I'll rephrase: It's not that I assume nobody is making friends on Facebook in this day and age, just that I'm less likely to want to befriend them myself and I was applying this personal assumption unilaterally.
I completely understand avoiding Facebook; I haven't deleted my account yet, but I've been off it for the past year and a half. I also understand it not being your choice for a people meeting platform. But there is such a variety of users there - I think it's a bit silly for you to think that there's no one there you'd be willing to befriend on Facebook.
I specifically said "less likely". Less is not always "none". I may be willing to befriend .00001% of their userbase today compared to .0001% 10 years ago.
Let's bring this back: Of course there are interesting, worthwhile people on Facebook (presumably you are, and I"m taking time to talk to you). But who cares?
If they're in communities that I'm actively engaging, then I'll find them through those channels. If they're not...I don't care. There are billions of people I will never interact with. And that's fine.
I don't want Facebook. The cons outweigh the pros. This doesn't mean there aren't any pros. I realize now that other people still like Facebook for purposes I don't have.
I ended up in the same place, by a different route.

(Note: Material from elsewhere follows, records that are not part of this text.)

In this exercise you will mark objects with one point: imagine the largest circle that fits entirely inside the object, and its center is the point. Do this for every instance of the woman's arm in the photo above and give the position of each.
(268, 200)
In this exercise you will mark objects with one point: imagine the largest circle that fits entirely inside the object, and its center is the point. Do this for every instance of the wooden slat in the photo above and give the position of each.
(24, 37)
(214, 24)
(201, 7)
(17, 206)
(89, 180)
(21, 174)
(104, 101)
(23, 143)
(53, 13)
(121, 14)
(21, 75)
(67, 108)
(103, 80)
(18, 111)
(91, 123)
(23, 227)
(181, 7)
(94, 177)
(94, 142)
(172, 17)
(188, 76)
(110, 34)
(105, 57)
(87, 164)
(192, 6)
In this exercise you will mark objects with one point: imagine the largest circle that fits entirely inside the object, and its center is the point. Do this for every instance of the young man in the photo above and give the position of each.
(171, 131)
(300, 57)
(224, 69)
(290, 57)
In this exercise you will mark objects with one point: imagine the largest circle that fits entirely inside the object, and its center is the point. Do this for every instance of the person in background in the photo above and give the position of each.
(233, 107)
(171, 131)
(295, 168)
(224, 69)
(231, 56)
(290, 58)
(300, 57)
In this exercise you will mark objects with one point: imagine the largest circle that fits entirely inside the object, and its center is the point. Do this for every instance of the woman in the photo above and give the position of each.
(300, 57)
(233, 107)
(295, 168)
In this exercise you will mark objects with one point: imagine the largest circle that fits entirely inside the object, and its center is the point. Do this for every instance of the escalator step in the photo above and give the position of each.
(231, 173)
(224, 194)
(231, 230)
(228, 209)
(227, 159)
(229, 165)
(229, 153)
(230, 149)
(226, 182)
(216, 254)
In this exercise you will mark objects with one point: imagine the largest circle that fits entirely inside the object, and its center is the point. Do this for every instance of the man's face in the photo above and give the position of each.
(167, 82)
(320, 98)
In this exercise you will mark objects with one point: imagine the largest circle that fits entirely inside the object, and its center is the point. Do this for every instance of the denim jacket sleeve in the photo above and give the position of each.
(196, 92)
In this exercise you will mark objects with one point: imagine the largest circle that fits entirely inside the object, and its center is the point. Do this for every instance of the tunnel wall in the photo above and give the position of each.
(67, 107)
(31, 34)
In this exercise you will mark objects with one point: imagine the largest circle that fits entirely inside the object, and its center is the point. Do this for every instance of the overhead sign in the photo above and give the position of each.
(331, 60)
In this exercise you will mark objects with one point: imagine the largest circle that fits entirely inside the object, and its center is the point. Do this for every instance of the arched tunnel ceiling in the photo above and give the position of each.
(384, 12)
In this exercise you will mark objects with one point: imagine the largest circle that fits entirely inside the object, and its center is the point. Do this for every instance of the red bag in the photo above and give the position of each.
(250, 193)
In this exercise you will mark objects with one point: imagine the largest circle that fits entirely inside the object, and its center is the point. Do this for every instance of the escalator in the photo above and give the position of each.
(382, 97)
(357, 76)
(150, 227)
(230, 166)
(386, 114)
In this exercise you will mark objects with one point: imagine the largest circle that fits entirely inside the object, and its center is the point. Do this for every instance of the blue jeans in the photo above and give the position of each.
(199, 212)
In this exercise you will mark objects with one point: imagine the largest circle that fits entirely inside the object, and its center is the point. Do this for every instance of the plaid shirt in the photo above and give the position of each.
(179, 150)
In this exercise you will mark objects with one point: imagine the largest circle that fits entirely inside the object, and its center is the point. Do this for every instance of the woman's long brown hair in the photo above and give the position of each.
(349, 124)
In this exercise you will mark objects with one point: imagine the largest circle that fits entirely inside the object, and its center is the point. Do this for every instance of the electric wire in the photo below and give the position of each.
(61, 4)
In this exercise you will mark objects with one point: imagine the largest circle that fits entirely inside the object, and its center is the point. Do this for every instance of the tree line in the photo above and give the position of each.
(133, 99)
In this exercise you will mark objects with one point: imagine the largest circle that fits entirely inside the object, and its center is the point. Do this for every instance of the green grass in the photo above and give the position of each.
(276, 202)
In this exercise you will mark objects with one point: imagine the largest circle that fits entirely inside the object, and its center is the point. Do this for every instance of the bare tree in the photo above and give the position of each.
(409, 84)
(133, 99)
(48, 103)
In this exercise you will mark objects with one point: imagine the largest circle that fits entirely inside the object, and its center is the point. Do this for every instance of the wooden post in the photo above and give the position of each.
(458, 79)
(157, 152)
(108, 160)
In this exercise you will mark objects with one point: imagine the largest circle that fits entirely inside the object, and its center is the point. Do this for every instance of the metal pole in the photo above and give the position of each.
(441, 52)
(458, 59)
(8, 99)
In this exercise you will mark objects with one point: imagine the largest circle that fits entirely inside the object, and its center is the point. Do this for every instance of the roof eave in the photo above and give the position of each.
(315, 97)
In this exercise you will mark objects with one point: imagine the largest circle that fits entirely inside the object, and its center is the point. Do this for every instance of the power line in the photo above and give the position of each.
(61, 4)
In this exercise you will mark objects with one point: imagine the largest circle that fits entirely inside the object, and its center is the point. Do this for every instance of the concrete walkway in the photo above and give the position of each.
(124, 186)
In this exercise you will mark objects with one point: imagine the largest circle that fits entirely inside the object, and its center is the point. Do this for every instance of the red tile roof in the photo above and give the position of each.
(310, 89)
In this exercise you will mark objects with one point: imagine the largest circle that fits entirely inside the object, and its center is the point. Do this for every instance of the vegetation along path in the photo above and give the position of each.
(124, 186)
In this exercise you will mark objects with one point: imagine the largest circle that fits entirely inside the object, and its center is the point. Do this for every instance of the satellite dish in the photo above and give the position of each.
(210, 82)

Because I spend too much time on HN, I was convinced that the correct answer was to delete my FB account. So I did.
But I really missed out on some family interactions, and after about a year I caved and created a new account. But I have been super careful about who is allowed to be my friend on FB. And for the few people I care about who still insist on posting political nonsense, I muted them. My feed on Facebook is basically inert, I only see posts about family things, pictures of grandkids, that kind of stuff. No politics at all. I'm glad to have it back.
I am more careful now to appreciate that HN commenters lean heavily toward the extremes, and do more due diligence in my own decision making to ensure I'm being sensible, not reactionary, when I follow advice that originates here.
I did that too. Until I realized most of the group that remained overlapped with friends/family I communicated with in Telegram, WhatsApp and SMS chats. So there was no point to keeping a Facebook account.
Addition/edit: Furthermore I closed my account because I truly and sincerely believe that mass social media has a more negative impact on society than addiction, untreated mental illness, and all forms of abuse (child, domestic, etc) put together.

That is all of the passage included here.